If sex can be associated with it, then you'll find a sexed version in SL. Sex Table, Sex Piano, Sex chair, Sex Car, Sex toilet!! I guess some peoples FLs are quite lonely so they use their SL to create items they wish they could use in RL. My shower looks really funky, but predictably its also sexed up to the mildew with dirty animations. As with all dirty objects, you have a little play about with it and have a laugh at the positions. The first time i played with a sex bed I couldn't stop laughing. My shower was simpler though. It was simple, hugging poses, sex poses and oral poses. Not much imagination, but this is a shower after all and injuries can happen in wet areas (the floor!!!).

What use is a sex shower without someone to share it with? Not much use really! I showed friends when giving them a guided tour of the house, but I just showed them the shower working as a shower. I had to try my shower out with another person!! Cue "Nude". "Nude" was a friend I'd met somewhere in SL - i forget exactly where - and we'd been to a house party the night before where we all got a little carried away. We'd already seen each 'others', so what harm becoming casual f**k buddies for when one of us buys something filthy.

Being evil, rather than asking "Nude" if he wanted to **** in the shower, I just teleported him to my bathroom as I was in the shower getting clean. Like most men, he didn't need much convincing to jump in.

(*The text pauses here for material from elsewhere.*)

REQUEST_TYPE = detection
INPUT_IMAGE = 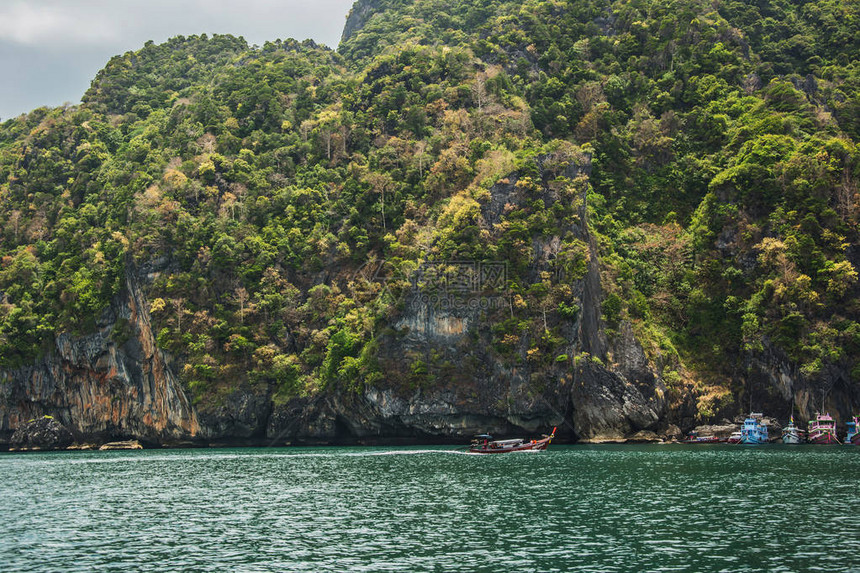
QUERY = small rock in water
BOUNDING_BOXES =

And so "Battle commenced". The shower was fantastic! It was great for a giggle, but I imagine if you were deeply in SL love then you could possibly share a romantic session with someone else as millions of pixels form into a virtual reality blow job. The thought of having a virtual honeymoon on some SL romantic island before retiring to the bedroom for several hours poseball abuse just makes me want to get married. Actually, no it doesn't!

Blob over to the Isle of Horses, break into my house and you'll find the bathroom on the top floor. There is no toilet, so if you want a #1 or #2 you have to go in the sea - ideally so it drifts away from the land. The shower and all its wetness is there though. If I catch anyone using it without me being in there then i'll call the Ghostbusters.

Here, for your perversion and my exhibitionism, are photos of myself and "nude" testing my shower. These are printed with his permission... actually that isn't true, I had his permission to post a much worse photo from the night before, so he's getting off lightly here :)





I do feel the need to add that apart from a few moments when the second photograph was taken, the curtains were closed throughout! I think the entire scene looks rather romantic as well. Sure, you haven't seen the other more graphic photos of us, but in the right lighting its a love making shower, not just a sex shower. The same cannot be said for most SL sex items.

4 comments:

Anonymous said...

Showers. Hmm.

Check the grouting, and if you need a tiler make sure' he's reliabled.

Yeah.

Horses Morrisey said...

The lack of wall tiles is a concern, but i'm more concerned about the possible damp from having no curtain or glass around the shower AND having carpets down in the bathroom. Its a haven for germs to breed.

Anonymous said...

Horses, darling, I thought I'd give your shower a test myself...

http://www.freeporntimes.com/second-life-blog/self-sex-in-the-horses-box

;)

Horses Morrisey said...

I'm glad you enjoyed it but you left the water running. Have you any idea how much my next utilities bill is going to be now!